Past research has suggested that earning more money makes people happier until about $75,000 a year, at which point higher salaries are no longer associated with greater well-being. But recent findings published in the Proceedings of the National Academy of Sciences suggest that well-being increases steadily with income and does not plateau.
Whether earning more money leads to greater happiness is a long-debated question in social science research. Study author Matthew A. Killingsworth wanted to revisit the topic with new methodology. The researcher hoped to dissect how income impacts day-to-day well-being and not just overall life satisfaction — a tricky undertaking that few studies have attempted.
Killingsworth analyzed real-time reports of well-being from 33,391 employees in the United States, collected via the Track Your Happiness app. The app prompted participants to respond to short surveys at random moments throughout the day, using their smartphones. During an intake survey, the participants indicated their household income.

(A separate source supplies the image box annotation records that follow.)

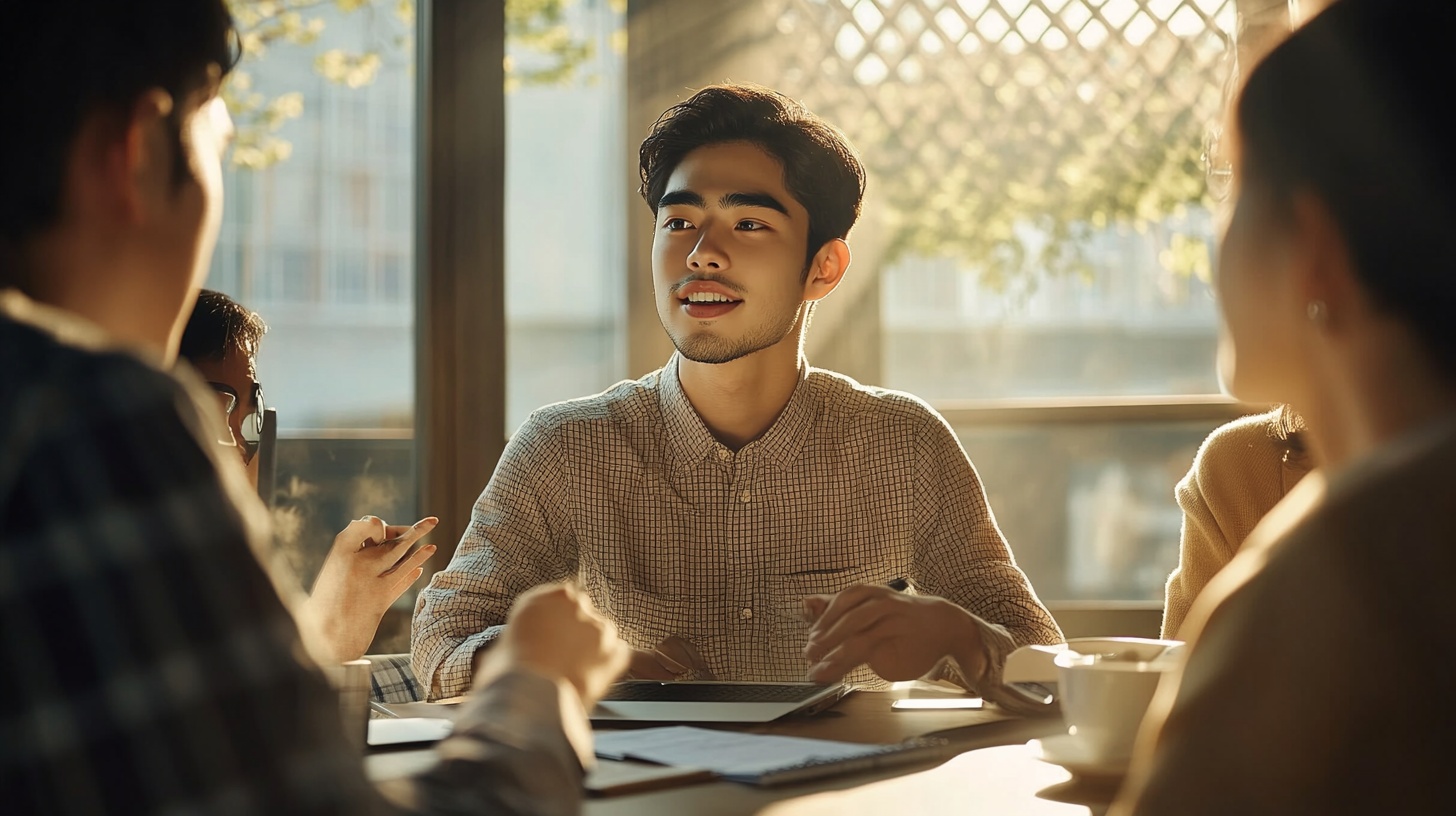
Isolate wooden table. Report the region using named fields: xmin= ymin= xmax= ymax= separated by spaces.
xmin=365 ymin=689 xmax=1115 ymax=816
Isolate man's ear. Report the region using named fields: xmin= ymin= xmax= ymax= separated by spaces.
xmin=804 ymin=238 xmax=850 ymax=302
xmin=93 ymin=87 xmax=173 ymax=223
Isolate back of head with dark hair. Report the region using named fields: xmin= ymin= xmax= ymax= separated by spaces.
xmin=1238 ymin=0 xmax=1456 ymax=377
xmin=638 ymin=85 xmax=865 ymax=262
xmin=178 ymin=289 xmax=268 ymax=363
xmin=0 ymin=0 xmax=236 ymax=286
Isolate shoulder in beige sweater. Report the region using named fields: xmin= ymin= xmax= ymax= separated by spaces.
xmin=1162 ymin=409 xmax=1309 ymax=638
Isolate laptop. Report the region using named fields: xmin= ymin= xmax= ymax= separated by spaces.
xmin=591 ymin=680 xmax=850 ymax=723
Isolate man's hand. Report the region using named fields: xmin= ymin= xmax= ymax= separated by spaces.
xmin=294 ymin=516 xmax=440 ymax=662
xmin=626 ymin=635 xmax=716 ymax=680
xmin=475 ymin=584 xmax=630 ymax=708
xmin=804 ymin=584 xmax=984 ymax=683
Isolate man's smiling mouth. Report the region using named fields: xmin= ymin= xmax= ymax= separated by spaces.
xmin=680 ymin=291 xmax=743 ymax=303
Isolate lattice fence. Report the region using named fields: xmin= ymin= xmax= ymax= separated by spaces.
xmin=766 ymin=0 xmax=1236 ymax=286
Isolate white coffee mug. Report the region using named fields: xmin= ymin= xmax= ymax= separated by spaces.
xmin=1056 ymin=651 xmax=1168 ymax=764
xmin=323 ymin=659 xmax=371 ymax=752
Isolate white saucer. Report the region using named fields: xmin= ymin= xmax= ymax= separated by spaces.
xmin=1029 ymin=734 xmax=1131 ymax=778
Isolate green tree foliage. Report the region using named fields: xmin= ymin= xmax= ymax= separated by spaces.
xmin=223 ymin=0 xmax=594 ymax=169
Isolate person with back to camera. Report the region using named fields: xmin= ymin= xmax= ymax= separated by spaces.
xmin=1112 ymin=0 xmax=1456 ymax=816
xmin=0 ymin=0 xmax=626 ymax=815
xmin=178 ymin=289 xmax=440 ymax=667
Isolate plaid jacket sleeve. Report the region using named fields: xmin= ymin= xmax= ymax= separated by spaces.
xmin=0 ymin=333 xmax=581 ymax=815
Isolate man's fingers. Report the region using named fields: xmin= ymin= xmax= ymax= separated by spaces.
xmin=657 ymin=635 xmax=716 ymax=680
xmin=389 ymin=567 xmax=425 ymax=603
xmin=367 ymin=516 xmax=440 ymax=549
xmin=810 ymin=584 xmax=891 ymax=637
xmin=810 ymin=640 xmax=872 ymax=683
xmin=802 ymin=595 xmax=833 ymax=625
xmin=333 ymin=516 xmax=384 ymax=551
xmin=628 ymin=648 xmax=687 ymax=680
xmin=379 ymin=544 xmax=437 ymax=592
xmin=804 ymin=600 xmax=893 ymax=663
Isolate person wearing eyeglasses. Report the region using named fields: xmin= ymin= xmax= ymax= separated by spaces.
xmin=178 ymin=289 xmax=268 ymax=475
xmin=178 ymin=289 xmax=440 ymax=667
xmin=0 ymin=0 xmax=628 ymax=816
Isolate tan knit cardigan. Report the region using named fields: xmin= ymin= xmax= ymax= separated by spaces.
xmin=1163 ymin=409 xmax=1312 ymax=638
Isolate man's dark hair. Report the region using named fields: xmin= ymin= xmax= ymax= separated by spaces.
xmin=638 ymin=85 xmax=865 ymax=264
xmin=178 ymin=289 xmax=268 ymax=363
xmin=0 ymin=0 xmax=237 ymax=286
xmin=1238 ymin=0 xmax=1456 ymax=377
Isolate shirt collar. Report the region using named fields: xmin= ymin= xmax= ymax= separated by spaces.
xmin=658 ymin=353 xmax=817 ymax=471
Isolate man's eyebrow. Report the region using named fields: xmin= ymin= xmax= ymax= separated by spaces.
xmin=657 ymin=189 xmax=708 ymax=210
xmin=718 ymin=192 xmax=792 ymax=217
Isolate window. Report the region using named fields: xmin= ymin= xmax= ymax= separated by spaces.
xmin=505 ymin=0 xmax=632 ymax=433
xmin=207 ymin=0 xmax=418 ymax=650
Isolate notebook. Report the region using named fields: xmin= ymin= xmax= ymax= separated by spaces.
xmin=591 ymin=680 xmax=849 ymax=723
xmin=596 ymin=726 xmax=957 ymax=785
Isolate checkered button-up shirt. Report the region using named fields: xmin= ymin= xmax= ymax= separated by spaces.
xmin=414 ymin=356 xmax=1061 ymax=697
xmin=0 ymin=291 xmax=587 ymax=815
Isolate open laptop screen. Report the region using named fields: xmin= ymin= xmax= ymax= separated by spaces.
xmin=591 ymin=680 xmax=847 ymax=723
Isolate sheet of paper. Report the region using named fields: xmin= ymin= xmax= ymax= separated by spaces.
xmin=596 ymin=726 xmax=885 ymax=777
xmin=368 ymin=717 xmax=454 ymax=745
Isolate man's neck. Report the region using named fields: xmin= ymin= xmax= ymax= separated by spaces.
xmin=677 ymin=337 xmax=805 ymax=450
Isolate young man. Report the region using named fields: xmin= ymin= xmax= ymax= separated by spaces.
xmin=414 ymin=86 xmax=1060 ymax=697
xmin=0 ymin=0 xmax=626 ymax=813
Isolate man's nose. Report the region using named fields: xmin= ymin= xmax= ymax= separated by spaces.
xmin=687 ymin=230 xmax=728 ymax=271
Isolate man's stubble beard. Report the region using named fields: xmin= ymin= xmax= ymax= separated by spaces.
xmin=662 ymin=305 xmax=804 ymax=366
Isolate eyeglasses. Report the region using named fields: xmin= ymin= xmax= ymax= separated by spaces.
xmin=207 ymin=382 xmax=264 ymax=462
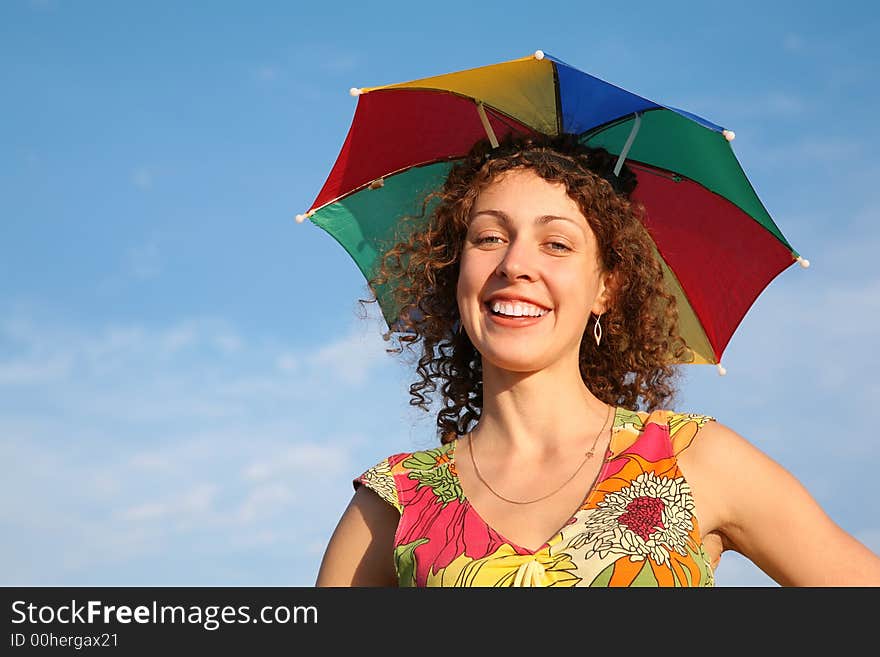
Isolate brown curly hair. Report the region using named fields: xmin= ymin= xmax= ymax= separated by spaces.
xmin=359 ymin=134 xmax=689 ymax=444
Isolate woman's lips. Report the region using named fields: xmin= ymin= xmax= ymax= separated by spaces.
xmin=483 ymin=304 xmax=553 ymax=328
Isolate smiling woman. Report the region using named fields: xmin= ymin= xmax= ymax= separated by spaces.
xmin=317 ymin=135 xmax=880 ymax=586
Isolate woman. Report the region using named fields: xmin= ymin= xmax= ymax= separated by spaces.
xmin=316 ymin=135 xmax=880 ymax=586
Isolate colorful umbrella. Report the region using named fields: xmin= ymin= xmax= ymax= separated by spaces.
xmin=296 ymin=50 xmax=809 ymax=374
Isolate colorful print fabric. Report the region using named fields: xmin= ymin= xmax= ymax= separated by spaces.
xmin=353 ymin=406 xmax=715 ymax=586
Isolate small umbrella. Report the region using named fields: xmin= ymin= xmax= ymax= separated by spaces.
xmin=296 ymin=50 xmax=809 ymax=374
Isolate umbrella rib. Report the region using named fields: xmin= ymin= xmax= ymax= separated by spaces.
xmin=614 ymin=112 xmax=642 ymax=176
xmin=476 ymin=100 xmax=498 ymax=148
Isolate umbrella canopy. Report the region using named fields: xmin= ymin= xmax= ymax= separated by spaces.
xmin=297 ymin=50 xmax=809 ymax=374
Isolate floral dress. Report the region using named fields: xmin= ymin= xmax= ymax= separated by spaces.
xmin=353 ymin=406 xmax=715 ymax=586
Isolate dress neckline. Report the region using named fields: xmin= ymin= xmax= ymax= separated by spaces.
xmin=447 ymin=406 xmax=621 ymax=555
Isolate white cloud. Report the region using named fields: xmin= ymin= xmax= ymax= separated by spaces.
xmin=126 ymin=242 xmax=162 ymax=280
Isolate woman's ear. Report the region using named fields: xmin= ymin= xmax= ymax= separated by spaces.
xmin=593 ymin=271 xmax=619 ymax=315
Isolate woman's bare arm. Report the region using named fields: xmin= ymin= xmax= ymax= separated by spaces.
xmin=682 ymin=422 xmax=880 ymax=586
xmin=315 ymin=486 xmax=400 ymax=586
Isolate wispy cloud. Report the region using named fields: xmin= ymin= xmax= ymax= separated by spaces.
xmin=0 ymin=316 xmax=394 ymax=584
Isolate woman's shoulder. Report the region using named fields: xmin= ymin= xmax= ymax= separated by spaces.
xmin=352 ymin=443 xmax=452 ymax=512
xmin=613 ymin=408 xmax=716 ymax=455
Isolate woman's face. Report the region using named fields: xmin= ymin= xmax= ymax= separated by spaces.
xmin=456 ymin=169 xmax=608 ymax=372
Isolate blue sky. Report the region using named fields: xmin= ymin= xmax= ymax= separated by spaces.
xmin=0 ymin=0 xmax=880 ymax=586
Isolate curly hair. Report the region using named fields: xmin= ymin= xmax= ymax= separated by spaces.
xmin=359 ymin=134 xmax=689 ymax=444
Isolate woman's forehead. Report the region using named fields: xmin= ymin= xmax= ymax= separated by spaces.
xmin=469 ymin=169 xmax=586 ymax=224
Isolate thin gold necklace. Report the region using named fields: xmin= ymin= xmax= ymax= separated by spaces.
xmin=468 ymin=406 xmax=611 ymax=504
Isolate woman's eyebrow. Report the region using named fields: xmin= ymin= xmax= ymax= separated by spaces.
xmin=474 ymin=210 xmax=583 ymax=230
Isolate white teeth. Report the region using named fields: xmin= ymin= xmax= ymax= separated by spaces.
xmin=492 ymin=301 xmax=549 ymax=317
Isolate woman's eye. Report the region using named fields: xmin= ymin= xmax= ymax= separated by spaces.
xmin=477 ymin=235 xmax=571 ymax=251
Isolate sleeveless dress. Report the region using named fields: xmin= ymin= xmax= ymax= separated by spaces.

Moment-to-moment well-being was measured with the question, “How do you feel right now?”, with options ranging on a scale from “Very good” to “Very bad.” This repeated sampling method meant that there were multiple well-being reports per person that could then be averaged into an overall indicator of that person’s day-to-day well-being. A subset of 17,026 respondents additionally answered a question assessing evaluative well-being. The question, “Overall, how satisfied are you with your life?”, included options ranging from “Not at all” to “Extremely.”
An analysis comparing reported income to reported well-being revealed a strong, positive relationship between the measures. People who earned more money reported greater day-to-day well-being and better overall life satisfaction. In contrast to previous studies, the relationship was linear and did not plateau at $75,000. Further, the slope of the relationship was almost identical at income brackets above $80,000 as it was below $80,000.
The study author says the plateau observed in previous studies may have been the result of dichotomous measures of well-being, which left no room to detect improvements beyond the higher level. To illustrate, for both of the studies that found a happiness peak at $75,000, the majority of respondents with the lowest income were already reporting positive feelings that met the response ceiling.
According to the current findings, the link between money and happiness may have to do with feelings of control. Answers to the question, “To what extent do you feel in control of your life?” explained 74% of the relationship between income and day-to-day well-being. Interestingly, the findings also suggest that money does not necessarily make everyone happier, but that a person’s mindset around money matters. Participants were asked to rate how important money is to them, and the relationship between income and day-to-day well-being was stronger among those with higher than average money importance compared to those with lower than average money importance.
“The importance of money on its own was virtually unrelated to experienced well-being (r = 0.02, P = 0.06),” Killingsworth reports, “so it was not better or worse overall to think money was important; instead, low earners were happier if they thought money was unimportant and high earners were happier if they thought money was important.”
Moreover, equating money with success actually seemed to make a person less happy. “The more people equated money and success, the lower their experienced well-being was on average (P <0.00001), and there did not appear to be any income level at which equating money and success was associated with greater experienced well-being,” the study author writes.
Killingsworth says his results revealed no threshold beyond which money is no longer associated with well-being, although “the factors linking well-being to income are likely numerous, complex, and interrelated.”
The study, “Experienced well-being rises with income, even above $75,000 per year”, was authored by Matthew A. Killingsworth.